I want to write a little program that transforms my TeX files into HTML. I want to parse the documents and turn the macros (the build-in and of course my own) into HTML pieces. Here are my requirements:
- predefined rules (e.g.
begin{itemize} \item text \end{itemize}=><br> <p>text </p> <br/>) - defining own CSS style
- ability to convert formulars (extract the formulars, load them in an imagecreator and then save the jpg/png)
- easy to maintain and concise
I know there are several technologies out there, but I don’t exactly know which is the best for me. Here are the technologies which flow into my mind
- Ruby (I/O is easy, formular loading via webrat),
- XML XSLT (I don’t think that I need just overhead)

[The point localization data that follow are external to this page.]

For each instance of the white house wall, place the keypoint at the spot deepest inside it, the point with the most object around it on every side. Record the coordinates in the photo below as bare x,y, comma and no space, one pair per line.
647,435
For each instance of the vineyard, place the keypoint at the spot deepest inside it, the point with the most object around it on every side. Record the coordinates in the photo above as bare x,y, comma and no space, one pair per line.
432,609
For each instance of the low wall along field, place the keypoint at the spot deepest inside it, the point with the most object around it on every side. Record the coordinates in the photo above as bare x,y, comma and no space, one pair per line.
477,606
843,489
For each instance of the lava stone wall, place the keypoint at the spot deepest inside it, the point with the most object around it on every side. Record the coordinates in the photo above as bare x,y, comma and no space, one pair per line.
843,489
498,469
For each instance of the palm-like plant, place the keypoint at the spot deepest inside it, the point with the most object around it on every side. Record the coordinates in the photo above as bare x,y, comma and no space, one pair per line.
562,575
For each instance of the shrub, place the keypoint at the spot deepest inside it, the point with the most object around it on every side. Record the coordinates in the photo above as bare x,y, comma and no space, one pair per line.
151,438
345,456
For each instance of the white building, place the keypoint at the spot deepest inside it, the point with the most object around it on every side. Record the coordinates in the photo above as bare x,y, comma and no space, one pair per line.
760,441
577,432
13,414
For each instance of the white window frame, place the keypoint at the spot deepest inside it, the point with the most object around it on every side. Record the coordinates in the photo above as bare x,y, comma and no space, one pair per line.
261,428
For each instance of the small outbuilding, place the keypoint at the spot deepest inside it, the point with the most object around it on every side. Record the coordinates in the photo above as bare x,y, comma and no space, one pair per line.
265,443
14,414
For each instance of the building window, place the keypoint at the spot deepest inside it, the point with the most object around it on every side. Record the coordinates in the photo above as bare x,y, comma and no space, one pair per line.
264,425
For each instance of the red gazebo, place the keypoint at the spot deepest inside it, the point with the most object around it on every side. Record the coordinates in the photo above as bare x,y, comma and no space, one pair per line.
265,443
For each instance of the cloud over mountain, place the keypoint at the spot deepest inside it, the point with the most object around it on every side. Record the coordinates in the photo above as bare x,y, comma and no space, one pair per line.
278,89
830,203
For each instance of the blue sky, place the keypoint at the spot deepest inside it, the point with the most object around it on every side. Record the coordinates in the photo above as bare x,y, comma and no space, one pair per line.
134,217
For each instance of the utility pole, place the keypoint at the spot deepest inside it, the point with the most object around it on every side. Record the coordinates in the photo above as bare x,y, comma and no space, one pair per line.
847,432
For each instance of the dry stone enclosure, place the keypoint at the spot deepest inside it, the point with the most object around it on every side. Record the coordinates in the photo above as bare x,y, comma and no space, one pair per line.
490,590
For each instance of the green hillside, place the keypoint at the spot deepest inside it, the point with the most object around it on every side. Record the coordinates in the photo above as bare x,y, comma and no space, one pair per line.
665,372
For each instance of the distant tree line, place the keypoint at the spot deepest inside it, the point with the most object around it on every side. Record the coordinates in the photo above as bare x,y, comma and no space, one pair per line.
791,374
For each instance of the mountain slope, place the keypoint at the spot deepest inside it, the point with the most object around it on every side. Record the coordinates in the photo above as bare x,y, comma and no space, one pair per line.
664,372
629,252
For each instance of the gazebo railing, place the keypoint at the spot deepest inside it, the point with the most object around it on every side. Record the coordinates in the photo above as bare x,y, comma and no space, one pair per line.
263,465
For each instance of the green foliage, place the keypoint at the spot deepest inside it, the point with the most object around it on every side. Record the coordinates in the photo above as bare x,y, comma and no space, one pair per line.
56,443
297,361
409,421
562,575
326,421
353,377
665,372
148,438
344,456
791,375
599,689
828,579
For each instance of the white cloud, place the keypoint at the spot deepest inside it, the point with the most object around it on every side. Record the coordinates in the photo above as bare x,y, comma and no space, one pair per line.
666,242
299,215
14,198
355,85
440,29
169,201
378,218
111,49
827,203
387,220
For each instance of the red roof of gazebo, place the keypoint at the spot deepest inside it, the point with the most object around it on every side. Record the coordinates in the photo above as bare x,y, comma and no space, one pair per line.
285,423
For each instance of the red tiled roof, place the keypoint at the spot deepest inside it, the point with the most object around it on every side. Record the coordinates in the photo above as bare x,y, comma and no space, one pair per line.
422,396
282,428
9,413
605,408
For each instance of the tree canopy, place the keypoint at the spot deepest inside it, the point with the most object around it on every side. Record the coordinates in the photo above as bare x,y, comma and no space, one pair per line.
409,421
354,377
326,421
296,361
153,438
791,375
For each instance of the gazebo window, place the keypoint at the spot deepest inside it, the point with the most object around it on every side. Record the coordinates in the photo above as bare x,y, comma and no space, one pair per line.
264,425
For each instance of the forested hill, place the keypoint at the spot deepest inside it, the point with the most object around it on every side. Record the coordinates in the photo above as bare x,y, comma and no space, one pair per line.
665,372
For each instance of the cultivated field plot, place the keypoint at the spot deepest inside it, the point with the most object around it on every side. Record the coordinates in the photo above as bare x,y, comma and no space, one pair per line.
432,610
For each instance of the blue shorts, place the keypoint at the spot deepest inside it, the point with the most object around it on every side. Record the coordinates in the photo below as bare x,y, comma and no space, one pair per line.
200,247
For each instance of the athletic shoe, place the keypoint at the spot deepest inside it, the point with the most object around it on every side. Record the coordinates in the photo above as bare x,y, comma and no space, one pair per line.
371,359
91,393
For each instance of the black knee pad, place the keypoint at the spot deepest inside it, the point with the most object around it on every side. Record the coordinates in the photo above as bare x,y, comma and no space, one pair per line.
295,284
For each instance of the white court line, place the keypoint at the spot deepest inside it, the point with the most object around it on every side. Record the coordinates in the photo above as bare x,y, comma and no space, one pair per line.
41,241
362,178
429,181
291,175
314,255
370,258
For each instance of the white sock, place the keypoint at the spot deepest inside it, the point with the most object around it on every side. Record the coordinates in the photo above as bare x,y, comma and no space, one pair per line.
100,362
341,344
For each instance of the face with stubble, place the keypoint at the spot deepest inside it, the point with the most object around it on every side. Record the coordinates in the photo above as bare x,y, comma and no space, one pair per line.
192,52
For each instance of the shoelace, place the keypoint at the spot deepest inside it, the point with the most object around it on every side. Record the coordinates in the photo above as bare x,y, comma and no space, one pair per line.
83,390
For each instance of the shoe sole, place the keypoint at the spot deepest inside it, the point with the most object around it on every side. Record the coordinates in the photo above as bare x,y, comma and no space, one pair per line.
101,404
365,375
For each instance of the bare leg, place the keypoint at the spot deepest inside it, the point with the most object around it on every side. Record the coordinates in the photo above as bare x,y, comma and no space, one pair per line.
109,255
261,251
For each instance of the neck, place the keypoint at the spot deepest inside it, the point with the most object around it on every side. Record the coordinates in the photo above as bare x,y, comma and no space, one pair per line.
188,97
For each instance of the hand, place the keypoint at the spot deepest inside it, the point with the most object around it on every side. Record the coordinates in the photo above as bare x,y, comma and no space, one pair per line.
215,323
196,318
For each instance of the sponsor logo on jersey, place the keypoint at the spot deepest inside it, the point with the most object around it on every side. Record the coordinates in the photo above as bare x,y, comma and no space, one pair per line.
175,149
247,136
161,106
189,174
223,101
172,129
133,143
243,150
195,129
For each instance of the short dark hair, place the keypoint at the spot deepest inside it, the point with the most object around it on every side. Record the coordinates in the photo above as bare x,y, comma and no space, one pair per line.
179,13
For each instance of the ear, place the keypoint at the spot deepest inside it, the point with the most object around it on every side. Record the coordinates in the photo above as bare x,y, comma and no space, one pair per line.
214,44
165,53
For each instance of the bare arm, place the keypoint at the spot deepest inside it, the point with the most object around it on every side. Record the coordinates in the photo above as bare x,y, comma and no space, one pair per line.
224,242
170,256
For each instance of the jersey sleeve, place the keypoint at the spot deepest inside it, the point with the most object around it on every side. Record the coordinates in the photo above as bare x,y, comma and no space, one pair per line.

- perl (there are many libs out there but I’m not quite familiar with it)
- bash (I worked with sed and was surprised how easy it was to work with regular expressions)
- latex2html … (these converters won’t work for me and they don’t give me freedom in parsing)
Any suggestions, hints and comments are welcome.
Thanks for your time, folks.
have a look at pandoc here. it can also be installed on linux or os x. Though it won’t do your custom macros. The only thing I’ve seen that can do a decent job with custom macros is tex4ht, but to really work well you need to be producing .DVI files. If you have a ton of custom macros, writing your own converter is going to take an ass load of time. Even if you only have a few custom macros, it’s still going to be a pain. good luck!